Jesse aveva già aperto la portiera del furgoncino, ma quando sentì la stretta del nipote si bloccò: Luke non si sarebbe dovuto permettere. Si voltò a fissarlo, ma quando i suoi occhi infuocati si fissarono su quelli del nipote, forti e allo stesso tempo pieni di paura, il vecchio Jesse sentì un tuffo al cuore. Posò le mani sulle spalle del ragazzo, lo guardò con ferma dolcezza e gli disse: “Luke, sai che mai vi lascerei in una circostanza del genere se non fosse assolutamente indispensabile. Vi ho mai traditi?” – gli occhi a cercare conferma in quelli del ragazzo. Luke sospirò e scosse la testa. “Nipote mio, allora dovete fidarvi anche questa volta.

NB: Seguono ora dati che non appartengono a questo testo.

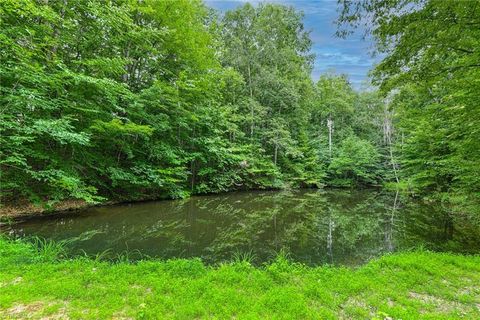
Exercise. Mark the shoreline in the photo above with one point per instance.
(26, 211)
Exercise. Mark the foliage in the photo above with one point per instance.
(430, 73)
(154, 99)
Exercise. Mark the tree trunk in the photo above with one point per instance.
(330, 133)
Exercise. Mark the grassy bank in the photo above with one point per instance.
(36, 283)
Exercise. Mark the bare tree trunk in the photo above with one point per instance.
(387, 138)
(275, 154)
(251, 98)
(330, 132)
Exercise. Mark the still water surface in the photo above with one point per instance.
(342, 227)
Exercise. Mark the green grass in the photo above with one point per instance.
(36, 283)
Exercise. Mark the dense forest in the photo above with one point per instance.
(127, 100)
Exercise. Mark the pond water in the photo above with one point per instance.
(342, 227)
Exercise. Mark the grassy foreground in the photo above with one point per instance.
(35, 283)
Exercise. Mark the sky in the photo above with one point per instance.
(349, 56)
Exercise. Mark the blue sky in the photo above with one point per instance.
(350, 56)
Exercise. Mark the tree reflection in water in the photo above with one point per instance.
(346, 227)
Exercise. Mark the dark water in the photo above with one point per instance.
(314, 227)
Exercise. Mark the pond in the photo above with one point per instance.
(341, 227)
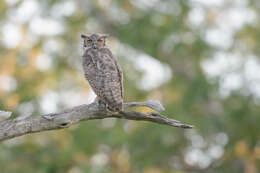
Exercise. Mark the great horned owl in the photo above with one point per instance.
(103, 72)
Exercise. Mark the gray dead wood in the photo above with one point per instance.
(21, 126)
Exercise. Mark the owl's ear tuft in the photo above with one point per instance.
(83, 36)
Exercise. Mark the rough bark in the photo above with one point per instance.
(26, 125)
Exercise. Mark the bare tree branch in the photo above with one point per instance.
(21, 126)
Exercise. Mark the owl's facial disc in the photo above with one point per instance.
(94, 41)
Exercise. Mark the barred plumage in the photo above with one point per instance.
(103, 72)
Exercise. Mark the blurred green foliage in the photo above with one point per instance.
(42, 64)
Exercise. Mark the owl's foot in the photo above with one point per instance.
(100, 103)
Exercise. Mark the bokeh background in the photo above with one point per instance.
(200, 58)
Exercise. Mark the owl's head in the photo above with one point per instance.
(95, 41)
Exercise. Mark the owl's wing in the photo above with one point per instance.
(113, 85)
(92, 74)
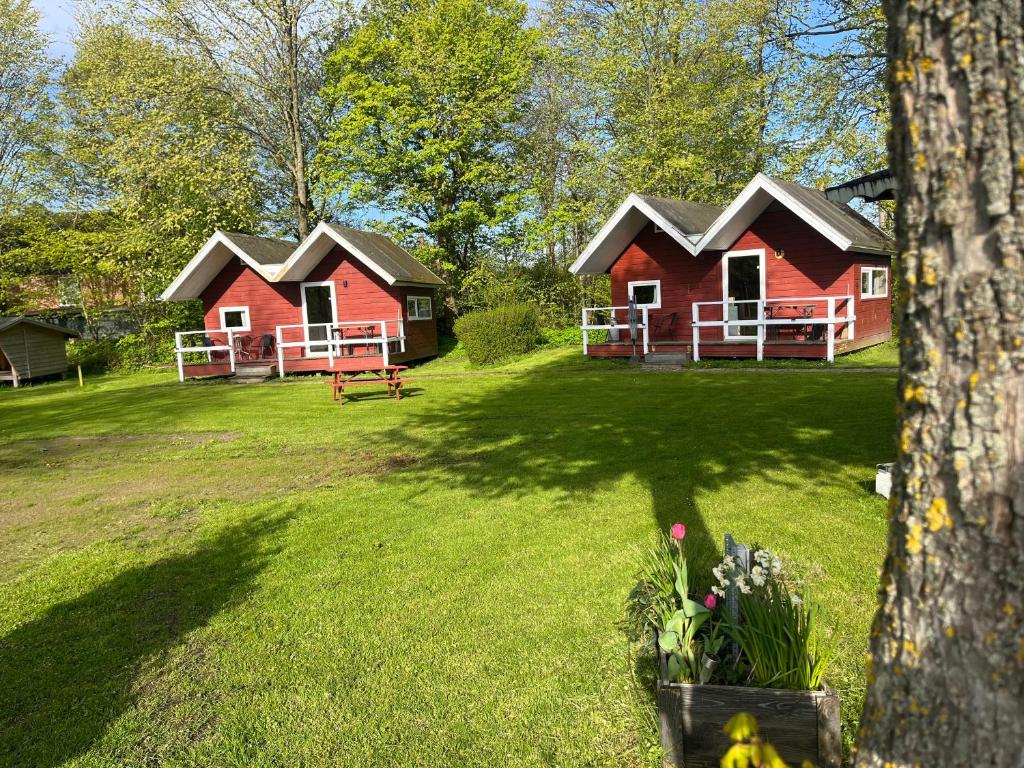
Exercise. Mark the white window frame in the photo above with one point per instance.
(244, 309)
(413, 307)
(870, 283)
(641, 283)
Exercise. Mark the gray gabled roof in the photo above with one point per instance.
(263, 250)
(863, 236)
(688, 217)
(8, 323)
(391, 257)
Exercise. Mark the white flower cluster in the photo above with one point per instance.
(766, 563)
(729, 573)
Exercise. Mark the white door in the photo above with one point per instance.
(318, 306)
(742, 287)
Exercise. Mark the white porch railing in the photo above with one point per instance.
(763, 321)
(614, 325)
(334, 341)
(181, 348)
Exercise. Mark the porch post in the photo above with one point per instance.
(178, 354)
(696, 331)
(830, 349)
(281, 354)
(761, 330)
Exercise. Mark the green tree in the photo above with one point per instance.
(266, 56)
(429, 97)
(25, 78)
(146, 164)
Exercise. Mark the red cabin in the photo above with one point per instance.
(302, 306)
(783, 271)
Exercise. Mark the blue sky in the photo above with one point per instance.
(58, 23)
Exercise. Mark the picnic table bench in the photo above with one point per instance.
(353, 375)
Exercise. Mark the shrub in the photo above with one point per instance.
(562, 337)
(496, 335)
(94, 355)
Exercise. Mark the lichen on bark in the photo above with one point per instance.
(946, 682)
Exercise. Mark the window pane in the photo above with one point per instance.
(879, 287)
(645, 294)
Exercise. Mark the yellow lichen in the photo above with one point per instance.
(913, 539)
(938, 516)
(918, 393)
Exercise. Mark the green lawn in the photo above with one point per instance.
(222, 576)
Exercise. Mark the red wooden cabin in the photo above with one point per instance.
(302, 306)
(783, 271)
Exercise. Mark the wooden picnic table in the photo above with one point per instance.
(353, 374)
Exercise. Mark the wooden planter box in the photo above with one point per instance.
(801, 725)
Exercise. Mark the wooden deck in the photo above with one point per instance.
(738, 349)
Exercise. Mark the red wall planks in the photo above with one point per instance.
(799, 262)
(360, 295)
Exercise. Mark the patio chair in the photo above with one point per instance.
(264, 347)
(665, 329)
(244, 347)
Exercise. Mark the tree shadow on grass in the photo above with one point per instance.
(70, 673)
(681, 435)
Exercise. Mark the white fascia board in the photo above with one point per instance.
(602, 250)
(747, 207)
(192, 281)
(305, 257)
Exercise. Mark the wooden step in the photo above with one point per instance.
(666, 358)
(254, 374)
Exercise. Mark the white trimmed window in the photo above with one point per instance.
(235, 318)
(419, 307)
(646, 293)
(873, 282)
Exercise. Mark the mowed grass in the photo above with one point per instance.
(220, 576)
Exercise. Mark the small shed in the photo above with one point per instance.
(32, 349)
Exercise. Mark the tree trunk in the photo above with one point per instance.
(946, 684)
(290, 33)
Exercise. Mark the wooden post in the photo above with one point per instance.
(695, 311)
(830, 349)
(761, 330)
(281, 354)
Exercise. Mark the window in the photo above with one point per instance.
(69, 292)
(418, 307)
(235, 318)
(873, 282)
(646, 293)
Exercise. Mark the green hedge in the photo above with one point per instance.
(495, 335)
(94, 355)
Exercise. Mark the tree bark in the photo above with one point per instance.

Devo fare una cosa molto importante, ma tornerò dai voi. Te lo prometto.” Volse lo sguardo a Daisy, che osservava la scena incredula, e a Bo, che faticava a trattenere la rabbia, quasi fosse pronto ad esplodere in uno sfogo disperato.
“E ti prego, Luke, - aggiunse Jesse – spiegalo a tuoi cugini, specialmente a Bo. Posso capire dai suoi occhi che ha molta paura. Stagli vicino come farei io, so che puoi farlo, perché sei un ragazzo forte”. Le ultime parole furono accompagnate da un abbraccio tenero e vigoroso. Luke, trattenendo la forte commozione, osservò Jesse salire sul pick-up e partire.
“Come hai potuto lasciarlo andare , Luke?” urlò Bo appena le ruote sgommarono.
“Bo, dai, calmati” cercava di trattenerlo Daisy.
“Luke, come faremo senza di lui?” insisteva Bo.
Luke raggiunse il cugino. Cercava di tenere in mente che lui era un ragazzo forte.
“Daisy ha ragione, Bo” – gli disse nel tono più convincente possibile – “ti devi calmare. Oggi abbiamo bisogno di mantenere i nervi saldi. Ti prego”.
“Ma…Luke… - insistette Bo con rabbia – sai bene che sarà difficilissimo senza zio Jesse. Io non riesco a riconoscerlo. Cosa ci può essere di più importante?”
Luke sospirò: “Non lo so, Bo. Ma zio Jesse ha ragione, non ha mai deluso la nostra fiducia. Sono sicuro che non lo farà nemmeno oggi”. E rivolto a Daisy: “Coraggio, saliamo in macchina e andiamo”.
Daisy ubbidì e si mise subito al volante della sua auto. Bo montò sul sedile posteriore, non avrebbe mai pensato di poter essere così deluso e arrabbiato con lo zio. Luke prese posto davanti. Sospirava profondamente. Mentre l’automobile si allontanava dalla fattoria lui ripeteva a sé stesso che era un ragazzo forte.